As women it can be easy to slip into the trap of comparing ourselves against our friends, celebrities and other women we see on social media. This can often lead to feelings of jealousy and tearing each other down because of what they have and we don’t. With endless media scrutiny it almost feels like this behaviour is being encouraged to a certain extent. Through the media and the internet, we are constantly being shown photographs of celebrities who are either “too skinny” or “piling on the pounds”, or articles about women who “work too much when they have children” or “don’t work hard enough for their kids”. It may start to feel that as women, no matter what we do, we can’t win…

The competition between women is often covert, with competing rearing its head in the form of constantly trying to do better than the women around us. Whilst wanting to better oneself can be a positive step, doing it for the wrong reasons and at the expense of others is not. Picking at someone else's success is something that we can feel hardwired to do  to make ourselves feel equal or better; she’s beautiful and popular, but she argues with her husband so it’s okay, shes is really successful but she’s overweight. Dwelling on these thoughts and feelings can have a negative impact on your self image and estrange you from female friendships.
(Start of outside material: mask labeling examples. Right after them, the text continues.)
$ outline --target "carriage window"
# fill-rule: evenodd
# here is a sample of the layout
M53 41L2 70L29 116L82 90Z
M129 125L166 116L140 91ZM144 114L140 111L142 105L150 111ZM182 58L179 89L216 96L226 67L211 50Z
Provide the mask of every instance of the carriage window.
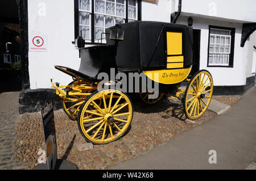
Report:
M209 65L229 65L231 30L210 29Z
M105 34L102 33L105 32L106 28L138 20L137 0L78 1L78 35L86 42L101 43L101 36L105 39ZM105 42L103 39L102 43Z

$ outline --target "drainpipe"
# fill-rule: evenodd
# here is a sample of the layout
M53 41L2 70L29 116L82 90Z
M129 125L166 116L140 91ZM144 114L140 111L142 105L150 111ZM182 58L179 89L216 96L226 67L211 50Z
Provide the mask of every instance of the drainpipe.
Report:
M181 12L181 0L179 0L179 5L178 5L178 11L177 12L175 12L171 14L171 23L176 23L179 16L180 15L180 12Z

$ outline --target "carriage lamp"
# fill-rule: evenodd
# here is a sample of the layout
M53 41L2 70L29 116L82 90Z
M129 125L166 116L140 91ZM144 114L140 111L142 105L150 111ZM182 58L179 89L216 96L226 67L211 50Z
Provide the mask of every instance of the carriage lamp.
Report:
M75 47L79 48L84 48L85 45L85 41L81 36L79 36L75 40Z
M190 27L192 27L193 25L193 19L191 17L188 19L188 25Z
M109 39L112 40L123 40L125 37L125 30L119 24L116 24L113 27L110 28L110 33Z

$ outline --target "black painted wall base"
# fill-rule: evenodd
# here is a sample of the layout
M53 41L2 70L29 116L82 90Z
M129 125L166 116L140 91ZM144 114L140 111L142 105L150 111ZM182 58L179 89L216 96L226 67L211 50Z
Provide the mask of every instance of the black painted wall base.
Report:
M53 89L22 90L19 97L19 113L41 111L47 100L52 100L55 110L62 108L61 100Z
M255 76L247 77L246 83L243 86L214 86L214 95L242 95L248 89L254 86Z

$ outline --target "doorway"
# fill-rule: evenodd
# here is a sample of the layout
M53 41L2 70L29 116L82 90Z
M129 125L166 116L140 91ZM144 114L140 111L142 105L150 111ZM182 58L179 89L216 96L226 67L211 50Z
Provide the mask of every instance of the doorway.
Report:
M16 0L0 1L0 92L22 89L18 11Z
M193 29L193 66L189 77L200 70L201 30Z

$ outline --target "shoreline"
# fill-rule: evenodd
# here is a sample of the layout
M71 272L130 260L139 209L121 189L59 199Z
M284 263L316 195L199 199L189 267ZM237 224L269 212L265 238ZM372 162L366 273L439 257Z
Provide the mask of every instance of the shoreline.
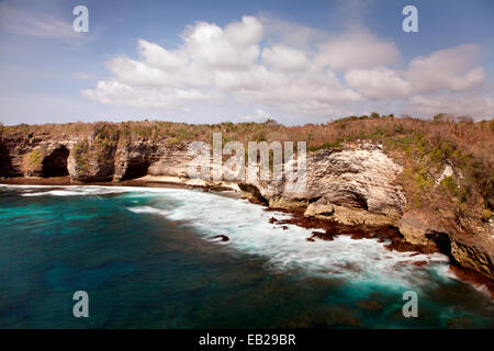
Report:
M190 180L179 177L170 176L145 176L142 178L133 180L123 181L111 181L111 182L91 182L85 183L81 181L72 181L69 177L54 177L54 178L40 178L40 177L16 177L16 178L2 178L0 179L0 184L5 185L49 185L49 186L85 186L85 185L101 185L101 186L137 186L137 188L165 188L165 189L200 189L203 191L215 191L225 192L234 191L240 193L240 189L236 183L228 182L205 182L203 180ZM315 239L321 240L333 240L335 236L347 235L352 239L361 238L377 238L379 241L385 241L386 239L391 242L385 245L385 248L390 251L414 251L420 253L433 253L440 252L437 248L431 247L420 247L417 245L412 245L403 240L397 228L386 227L386 228L373 228L363 230L359 227L343 227L337 226L334 223L322 220L317 218L306 218L303 216L303 212L294 208L270 208L266 204L256 201L254 199L246 197L249 202L258 205L262 205L265 211L279 211L291 215L290 219L277 219L271 217L269 223L277 225L291 224L306 229L314 229L312 236L307 238L308 241L314 241ZM416 264L418 265L418 264ZM422 265L422 264L420 264ZM417 267L418 268L418 267ZM475 290L485 286L489 295L494 299L494 282L489 278L480 274L473 270L454 264L451 260L449 263L449 269L454 276L454 279L472 285Z

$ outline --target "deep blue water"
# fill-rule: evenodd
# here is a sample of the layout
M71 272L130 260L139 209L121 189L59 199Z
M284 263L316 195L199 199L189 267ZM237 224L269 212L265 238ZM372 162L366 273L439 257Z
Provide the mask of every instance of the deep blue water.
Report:
M444 256L310 242L311 230L271 216L287 215L233 194L0 186L0 327L494 327L491 298ZM417 318L403 317L407 290ZM76 291L89 318L72 315Z

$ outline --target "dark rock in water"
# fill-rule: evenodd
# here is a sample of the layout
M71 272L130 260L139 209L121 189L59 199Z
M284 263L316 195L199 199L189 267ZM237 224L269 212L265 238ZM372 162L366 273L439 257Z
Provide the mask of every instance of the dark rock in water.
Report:
M228 241L229 238L226 235L216 235L213 239L222 239L222 241Z
M368 309L368 310L381 310L382 309L382 304L378 301L362 299L362 301L357 302L357 305L360 308Z
M319 238L323 240L332 241L335 239L335 235L333 235L329 230L326 231L312 231L313 238Z

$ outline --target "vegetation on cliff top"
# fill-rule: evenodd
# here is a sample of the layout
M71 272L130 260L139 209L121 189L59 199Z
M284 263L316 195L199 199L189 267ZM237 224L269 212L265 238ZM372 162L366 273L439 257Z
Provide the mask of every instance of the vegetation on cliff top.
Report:
M301 126L284 126L272 120L201 125L142 121L0 126L3 138L44 136L90 140L91 147L85 139L75 146L77 163L82 168L87 165L85 157L89 151L97 152L103 160L117 144L148 139L180 147L192 140L211 141L213 133L222 133L224 143L304 140L308 151L341 147L361 139L371 140L382 144L389 155L404 166L401 182L408 206L447 211L457 218L483 220L489 219L494 211L493 120L474 123L468 117L439 114L426 121L372 113ZM454 174L444 177L437 184L447 165Z

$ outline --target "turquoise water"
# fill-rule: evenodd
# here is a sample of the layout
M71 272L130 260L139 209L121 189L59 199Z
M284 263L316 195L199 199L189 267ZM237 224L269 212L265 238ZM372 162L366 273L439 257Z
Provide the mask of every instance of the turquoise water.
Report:
M0 186L0 327L494 327L490 297L441 254L310 242L271 216L287 217L228 193ZM402 315L407 290L417 318ZM89 318L72 316L76 291Z

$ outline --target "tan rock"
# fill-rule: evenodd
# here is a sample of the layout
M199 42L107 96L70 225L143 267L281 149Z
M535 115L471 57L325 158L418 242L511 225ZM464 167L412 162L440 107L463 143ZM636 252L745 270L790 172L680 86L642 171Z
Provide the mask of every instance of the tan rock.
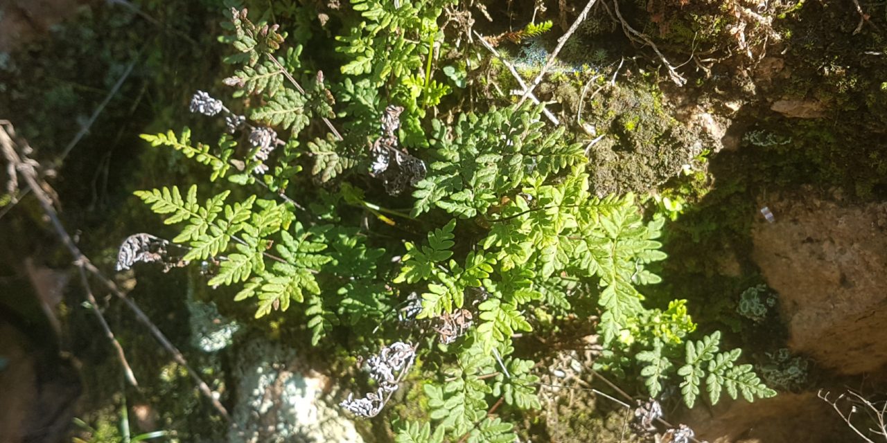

Friendships with other women are incredibly important to our wellbeing. Other women fulfil a role in our lives that a partner or family members don’t. So how do we do that, and learn to cultivate friendships with other women, rather than falling into the comparison trap?

Commit to not comparing

We all know that social media is just a highlight reel for other people’s lives, with most people only posting the good bits that they want to show off. This makes comparing your apples to someone else’s oranges a losing game. Even if you catch up to them, and you have what they have, there will still be someone else out there with more than you have. Although it can be hard to not fall into this trap with social media right under our noses, avoiding comparing your life to others will benefit you in the long run. 

Be vulnerable

Admitting when you feel jealous can be one of the hardest things, to yourself and to others. Next time you feel yourself comparing your life to someone else’s, admit that your negative feelings are just because you are a little bit jealous. Instead of thinking “how did she get that promotion over me; I’m clearly better”, admit that there is no real injustice and tell her the truth.... “I am so happy for you, but I feel rubbish for myself”. This vulnerability will allow your friend to feel vulnerable too, and she might even admit something she was jealous about you too. 

Remember we are allies, not rivals

The media often portrays female friendships as toxic and that we secretly all hate each other, determined to pit us against one another. Do you really hate your female friends? The answer probably is no. It is more likely that we just feel intimidated by them. There are very few women who want to succeed at someone else’s expense, and the likelihood is that the women in your life are not one of them.

Accept that one “best friend” probably can’t do the job

Long gone are the days when we were in school and had that one ride or die “best friend”. That one friend you did absolutely everything with, and you would feel left out if you didn’t have one. As we mature, our hobbies, interests and emotions become more complex and we can no longer rely on one person to wear all of those hats. Instead of putting all of our expectations onto one person, look at the qualities each individual friend brings to your life. One friend might be your go to for a girly night’s in, the other might be more suited to a girls night out.

Be inclusive

Having female friends in your life is extremely important, they fill a gap that family and partners cannot. If you are lucky enough to have amazing female friends, reach out to others who don’t. If you see someone standing on their own, take the opportunity to get to know more about them, even if it is just a smile and a ‘hello’. As my mother says, it costs nothing to be nice. You can never have enough friends. That person staying by themselves may just need a friendly face like yours.


You don’t need to compare yourself with anyone; you are fine just as you are. Celebrate the women around you… even if you’re sometimes quite jealous of what they have!